Washington, DC. The Geochemical Society and the European Association for Geochemistry has announced that Bjørn Mysen, senior scientist at Carnegie’s Geophysical Laboratory is one of seven scientists named a Geochemical Fellow for 2008. The honorary title is “bestowed upon outstanding scientists who have, over some years, made a major contribution to the field of geochemistry.”

Bjørn Mysen's research has focused on a broad array of experimental high-temperature and pressure studies of rock-forming processes. He looks at properties and processes of minerals and melts to understand the physicochemical principles that govern mass and energy transfer in the interior of the Earth.

Carnegie president Richard Meserve remarked that “Mysen has significantly advanced our knowledge of silicate melts and glasses and we can use that information to understand rock-forming processes on and within the Earth. This fundamental work has also impacted the glass and ceramic science.”

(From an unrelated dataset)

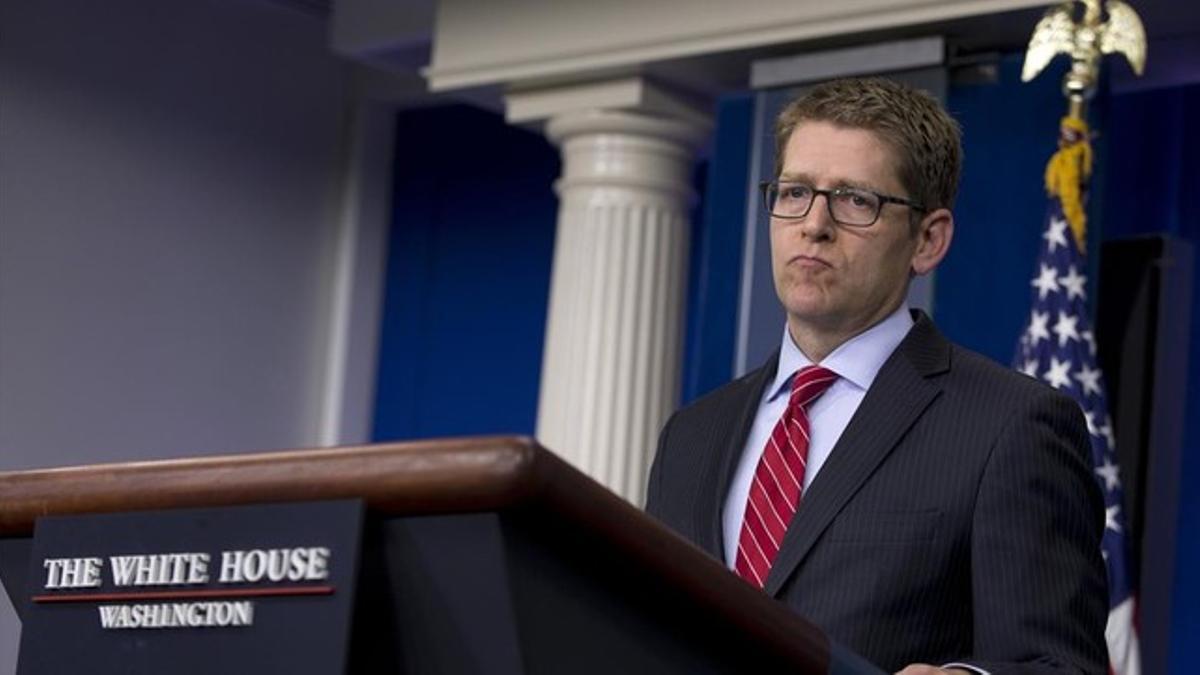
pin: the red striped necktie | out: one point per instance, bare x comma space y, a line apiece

Director of the laboratory, Russell Hemley said, “This honor is well deserved and follows a rich tradition of excellence in this field since the founding of the Geophysical Laboratory.”

Bjørn Mysen received his bachelors of science from the University of Oslo, Norway, in 1969 and his masters there in 1971. He then went to Pennsylvania State University where he received his Ph.D. in 1974. After three years as a Carnegie Corporation Fellow at the Geophysical Laboratory, he joined the senior staff in 1977. Mysen is a member of The Royal Norwegian Academy of Science and Letters, and a Thomson Research/ISI Highly Cited Researcher since 2001. He received the F. W. Clarke Award from the Geochemical Society of America, the Reusch Medal from the Norwegian Geological Society, and the Morey Award from American Ceramic Society, an award named for George Morey, an early Geophysical Laboratory staff member who made fundamental discoveries in glass science and thermodynamics. Mysen is a Fellow of the Mineralogical Society. He is currently an associate editor of Geochimica et Cosmochimica Acta and American Mineralogist. He has edited five books, written two books, and about 270 peer-reviewed papers.

To date there are 164 Geochemical Fellows, nine such Fellows are, or have been, at the Geophysical Laboratory.